The Bad: What is up with the Nazi chick with Joker? Seriously, a jacked up blonde chick with swastikas painted on her boobs? Yeah, if that doesn’t say Joker then I don’t know what does. That was just way too much and totally weird and bizarre. It simply made no sense. Oh yeah, and it was a Nazi Rule violation. And that is the automatic two Night Girl deduction that knocked this issues story rating of 6 Night Girls out of 10 down to 4 Night Girls out of 10.
I have never, not even for a moment, even remotely connected the Joker with Nazi themed villains. As a matter of fact, I find the Joker to be a huge anti-Nazi. Joker is a true individualist who is concerned only with himself and his own prurient desires.
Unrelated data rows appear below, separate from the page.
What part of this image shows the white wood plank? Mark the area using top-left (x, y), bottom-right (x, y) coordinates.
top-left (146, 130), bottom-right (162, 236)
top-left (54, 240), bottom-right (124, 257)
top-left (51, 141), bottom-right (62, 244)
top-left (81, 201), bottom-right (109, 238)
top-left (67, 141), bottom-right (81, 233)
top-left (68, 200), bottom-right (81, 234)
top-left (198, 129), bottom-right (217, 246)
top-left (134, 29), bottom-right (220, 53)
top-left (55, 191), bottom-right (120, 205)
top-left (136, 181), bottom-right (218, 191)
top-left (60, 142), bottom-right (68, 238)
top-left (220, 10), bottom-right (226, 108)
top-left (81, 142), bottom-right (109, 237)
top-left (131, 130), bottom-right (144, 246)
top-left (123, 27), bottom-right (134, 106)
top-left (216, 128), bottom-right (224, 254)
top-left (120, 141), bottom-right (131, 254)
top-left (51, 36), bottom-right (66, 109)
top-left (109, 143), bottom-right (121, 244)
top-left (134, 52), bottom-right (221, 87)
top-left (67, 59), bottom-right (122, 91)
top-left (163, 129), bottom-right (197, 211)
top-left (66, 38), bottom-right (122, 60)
Joker is a complete and total deviant who embraces anarchy and chaos. Joker is about the last type of character I would ever even remotely connect to Nazi themed villains.
Another minor complaint I had with this issue was the scene where Alfred approaches Dick in the Batcave to offer his services making Dick’s costume. Miller has Dick immediately peg that Alfred speaks with an upper class British accent from the South Kensington area. Are you kidding me? That just seemed a bit too much for me. I know Dick is a smart kid, but I think Miller overplayed his hand a bit with that scene.
All Star Batman and Robin #8 was a slow issue. We got no action scenes at all in this issue. And I don’t mind if an issue doesn’t have any action scenes as long as there is plenty of excellent character work and dialogue to carry the issue. But, that isn’t the case with this story arc. All Star Batman and Robin is a slow moving title. The irregular shipping schedule hasn’t helped matters any and only serves to make this story seem even slower.
It seems that Miller is having trouble getting this story moving with a purpose. We are eight issues into this title and it feels like Miller is still trying to lay the foundation for the current story arc. I know that some set up time is necessary for any new title, but eight issues worth of set up time is too much. Miller has drug his feet too much getting this story moving and, at times, this story reads like Miller is just playing around without any real point or purpose to the story.
Overall: All Star Batman and Robin #8 was a better than average read. I did find this issue to be Miller’s weakest issue up to this point. Having said that, I think that we are in store for an entertaining ride now that Joker and Catwoman have been brought into the mix. I would certainly recommend giving All Star Batman a try if you dig Miller’s hard boiled style of writing. This title is not for everyone and Miller certainly is an acquired taste. All Star Batman definitely offers the reader a much different take on Batman’s character than what you get served up over on Batman and Detective Comics. And variety is always appreciated.